In the editorial offices at New Hope Natural Media, we've all been buzzing about the recent Zurich University study by Sabine Rohrmann, et al., which claimed to find a significantly increased risk of myocardial infarction (MI)—but not stroke—in people who take calcium supplements.
What gives? And what will be the shakeout for one of the most widely taken dietary supplements ever? (My colleague Todd Runestad wrote the first sally on this issue in a recent blog.)
In such matters, I am always grateful for the seasoned perspective of Robert Rountree, MD, a renowned, longtime integrative physician, and the medical editor who scrutinizes all of Delicious Living's articles.
His objections to the EPIC-Heidelberg study methodology follow, along with citations of well-designed studies that came to quite different conclusions about calcium and heart-attack risk.
"The way that the [EPIC-Heidelberg] assessment was performed was by giving people a questionnaire that asked whether they took a multivitamin and or calcium supplement. In other words, use of calcium supplements were entirely self-reported—a serious flaw. Furthermore, they did not ask the participants how much calcium they were taking, an omission that indicates a serious lack of understanding of nutritional principles. In other words, participants could have been taking as little as 100 mg or as much as 2000 mg of calcium. It doesn't make any sense to me to conclude that the effect would be the same regardless of the dose.

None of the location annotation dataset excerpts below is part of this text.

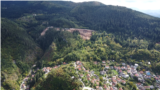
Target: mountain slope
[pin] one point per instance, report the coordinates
(17, 53)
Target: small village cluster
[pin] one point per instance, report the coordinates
(109, 82)
(124, 72)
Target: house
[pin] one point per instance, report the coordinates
(140, 79)
(96, 76)
(88, 75)
(27, 88)
(151, 87)
(105, 86)
(147, 87)
(141, 72)
(64, 63)
(81, 75)
(123, 64)
(115, 88)
(97, 87)
(23, 86)
(120, 89)
(137, 75)
(32, 75)
(89, 79)
(136, 65)
(114, 82)
(100, 88)
(111, 88)
(92, 81)
(102, 72)
(84, 69)
(120, 71)
(79, 69)
(95, 62)
(103, 62)
(128, 67)
(113, 77)
(148, 73)
(118, 79)
(92, 72)
(125, 75)
(128, 71)
(123, 68)
(123, 81)
(87, 71)
(97, 83)
(158, 80)
(72, 77)
(78, 62)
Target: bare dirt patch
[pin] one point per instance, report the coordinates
(84, 33)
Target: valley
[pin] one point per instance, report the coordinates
(61, 45)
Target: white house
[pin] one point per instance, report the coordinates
(136, 65)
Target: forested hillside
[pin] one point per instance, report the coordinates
(18, 52)
(119, 33)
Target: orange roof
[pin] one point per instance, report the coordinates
(120, 89)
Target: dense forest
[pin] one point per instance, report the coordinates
(119, 33)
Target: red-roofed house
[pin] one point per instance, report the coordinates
(147, 87)
(79, 69)
(123, 81)
(120, 89)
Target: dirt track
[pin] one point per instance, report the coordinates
(84, 33)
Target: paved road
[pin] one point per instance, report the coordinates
(79, 76)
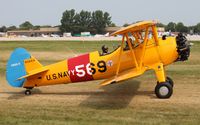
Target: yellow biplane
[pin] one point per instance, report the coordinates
(141, 50)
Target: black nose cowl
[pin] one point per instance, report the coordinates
(183, 47)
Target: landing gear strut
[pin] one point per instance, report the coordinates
(164, 90)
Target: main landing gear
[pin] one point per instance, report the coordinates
(164, 90)
(28, 91)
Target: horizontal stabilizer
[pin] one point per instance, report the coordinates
(123, 76)
(34, 72)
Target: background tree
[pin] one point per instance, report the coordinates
(100, 20)
(160, 25)
(68, 21)
(181, 28)
(82, 21)
(95, 22)
(26, 25)
(171, 26)
(11, 28)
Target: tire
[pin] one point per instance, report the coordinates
(27, 92)
(170, 81)
(163, 90)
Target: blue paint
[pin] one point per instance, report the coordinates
(15, 67)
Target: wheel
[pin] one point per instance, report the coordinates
(163, 90)
(171, 82)
(28, 92)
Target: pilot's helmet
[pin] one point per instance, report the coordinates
(104, 48)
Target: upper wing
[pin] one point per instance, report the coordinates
(134, 27)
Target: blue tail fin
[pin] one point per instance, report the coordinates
(15, 67)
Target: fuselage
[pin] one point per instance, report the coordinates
(94, 66)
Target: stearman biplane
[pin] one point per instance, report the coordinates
(141, 49)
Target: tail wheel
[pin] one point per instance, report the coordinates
(170, 81)
(163, 90)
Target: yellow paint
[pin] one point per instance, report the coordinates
(153, 53)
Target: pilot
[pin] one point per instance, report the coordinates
(127, 47)
(104, 50)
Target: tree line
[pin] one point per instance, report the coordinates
(180, 27)
(95, 22)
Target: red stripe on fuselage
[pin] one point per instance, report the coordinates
(77, 69)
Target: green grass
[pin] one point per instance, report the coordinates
(132, 102)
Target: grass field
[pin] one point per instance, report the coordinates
(132, 102)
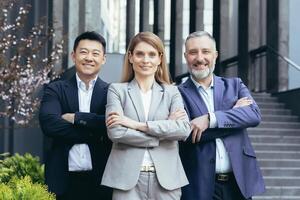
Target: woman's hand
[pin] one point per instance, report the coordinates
(115, 118)
(177, 115)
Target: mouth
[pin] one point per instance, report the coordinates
(145, 67)
(87, 65)
(200, 66)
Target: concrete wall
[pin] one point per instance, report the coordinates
(294, 43)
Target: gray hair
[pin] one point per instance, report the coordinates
(199, 34)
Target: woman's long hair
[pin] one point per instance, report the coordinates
(162, 73)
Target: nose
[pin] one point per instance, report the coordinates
(146, 58)
(88, 57)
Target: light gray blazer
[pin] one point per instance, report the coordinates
(123, 166)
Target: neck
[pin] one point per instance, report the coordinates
(86, 80)
(145, 83)
(206, 81)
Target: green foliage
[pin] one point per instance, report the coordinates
(20, 166)
(24, 189)
(6, 192)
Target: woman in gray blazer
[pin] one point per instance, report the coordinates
(145, 118)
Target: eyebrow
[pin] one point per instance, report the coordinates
(91, 49)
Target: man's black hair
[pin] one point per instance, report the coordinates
(90, 35)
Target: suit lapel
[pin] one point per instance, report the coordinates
(195, 96)
(72, 94)
(218, 93)
(157, 93)
(135, 96)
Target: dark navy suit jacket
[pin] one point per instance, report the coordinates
(199, 159)
(61, 97)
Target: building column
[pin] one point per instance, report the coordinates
(283, 45)
(216, 32)
(159, 19)
(243, 56)
(196, 15)
(272, 42)
(144, 15)
(130, 20)
(176, 40)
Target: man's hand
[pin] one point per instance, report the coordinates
(69, 117)
(115, 118)
(245, 101)
(199, 125)
(177, 115)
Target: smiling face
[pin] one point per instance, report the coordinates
(145, 60)
(88, 59)
(200, 56)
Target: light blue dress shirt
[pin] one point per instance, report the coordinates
(80, 155)
(223, 164)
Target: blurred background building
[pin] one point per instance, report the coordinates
(257, 40)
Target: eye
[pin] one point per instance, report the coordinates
(193, 52)
(206, 51)
(139, 54)
(96, 54)
(152, 54)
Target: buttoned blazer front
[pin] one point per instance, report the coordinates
(199, 159)
(129, 146)
(61, 97)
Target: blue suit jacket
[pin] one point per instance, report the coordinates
(199, 159)
(62, 97)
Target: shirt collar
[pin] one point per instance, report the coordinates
(81, 84)
(198, 85)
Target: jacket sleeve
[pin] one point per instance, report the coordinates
(51, 121)
(232, 121)
(121, 134)
(241, 117)
(90, 120)
(171, 129)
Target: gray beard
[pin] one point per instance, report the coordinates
(201, 74)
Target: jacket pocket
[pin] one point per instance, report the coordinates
(249, 152)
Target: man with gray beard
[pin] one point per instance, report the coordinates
(218, 157)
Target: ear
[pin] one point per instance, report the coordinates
(130, 57)
(185, 55)
(216, 54)
(73, 56)
(104, 59)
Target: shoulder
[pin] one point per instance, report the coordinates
(118, 86)
(103, 83)
(56, 85)
(170, 89)
(234, 81)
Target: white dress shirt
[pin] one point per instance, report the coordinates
(79, 154)
(146, 99)
(223, 164)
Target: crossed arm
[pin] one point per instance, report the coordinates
(66, 126)
(200, 124)
(122, 129)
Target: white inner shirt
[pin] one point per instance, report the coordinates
(146, 99)
(80, 155)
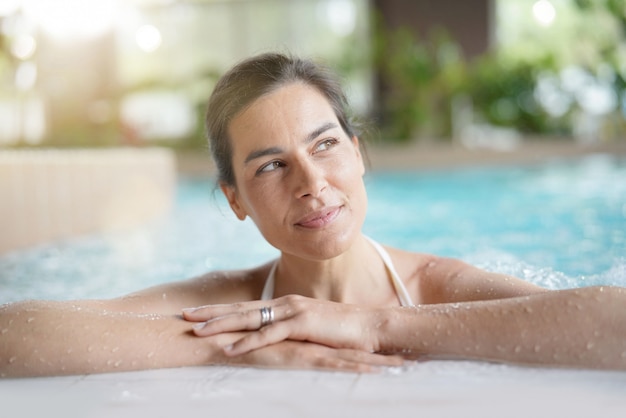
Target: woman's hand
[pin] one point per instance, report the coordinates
(295, 318)
(306, 355)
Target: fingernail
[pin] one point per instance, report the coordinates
(199, 325)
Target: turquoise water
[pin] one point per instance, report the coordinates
(561, 224)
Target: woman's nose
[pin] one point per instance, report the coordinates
(309, 179)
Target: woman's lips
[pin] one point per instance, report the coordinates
(319, 219)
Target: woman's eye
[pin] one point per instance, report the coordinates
(271, 166)
(326, 144)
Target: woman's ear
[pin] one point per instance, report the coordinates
(359, 155)
(233, 200)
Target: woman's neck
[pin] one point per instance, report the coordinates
(356, 276)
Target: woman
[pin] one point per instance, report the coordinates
(289, 158)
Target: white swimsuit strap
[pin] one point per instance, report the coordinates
(403, 294)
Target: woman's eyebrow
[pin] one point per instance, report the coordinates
(277, 150)
(326, 127)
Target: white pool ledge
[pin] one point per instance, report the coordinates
(48, 195)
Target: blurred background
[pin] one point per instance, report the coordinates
(481, 73)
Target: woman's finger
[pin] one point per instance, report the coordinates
(250, 320)
(268, 335)
(208, 312)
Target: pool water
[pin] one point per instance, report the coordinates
(560, 224)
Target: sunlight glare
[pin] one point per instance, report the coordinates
(148, 38)
(72, 19)
(544, 12)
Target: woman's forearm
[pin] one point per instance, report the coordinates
(53, 338)
(580, 327)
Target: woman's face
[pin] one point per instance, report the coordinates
(297, 174)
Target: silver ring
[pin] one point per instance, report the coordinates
(267, 316)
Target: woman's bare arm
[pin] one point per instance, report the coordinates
(40, 338)
(583, 327)
(51, 338)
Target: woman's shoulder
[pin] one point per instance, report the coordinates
(220, 286)
(226, 286)
(424, 274)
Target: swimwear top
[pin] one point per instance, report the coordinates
(401, 292)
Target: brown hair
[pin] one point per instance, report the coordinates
(253, 78)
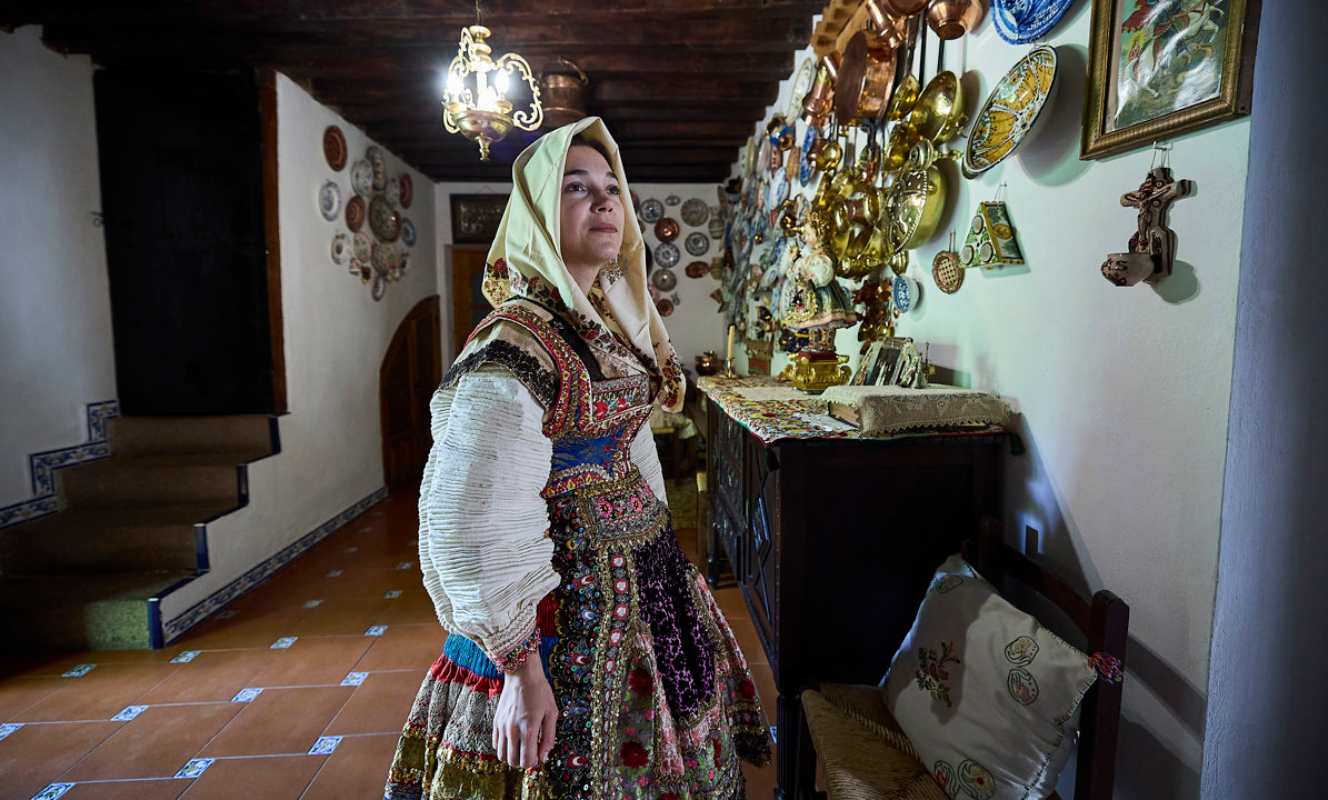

In contrast, consider this 2012 review of calcium intake and risk of CV disease by Sesso et al. at Brigham and Women's Hospital and Boston. They point out the major flaws in previous meta-analyses and conclude that the effect of calcium on CV disease is negligible.
If calcium supplements increase the risk of heart attacks, the assumption is that they would do so by increasing calcification of the arteries. Unlike the Swiss study, which simply looked at the incidence of heart attacks, this 2009 study from the Mayo Clinic actually measured aortic valve and coronary calcification for up to three years after the patient started taking calcium supplements. They did not find any significant progression of calcification.
One other thing to note: The Swiss researchers only found 354 heart attacks in the 11 years that the 24,000 men and women were followed. That is a very small number. When you are dealing with numbers that small, it doesn't take a big increase in the actual numbers to have a huge increase in the percent change."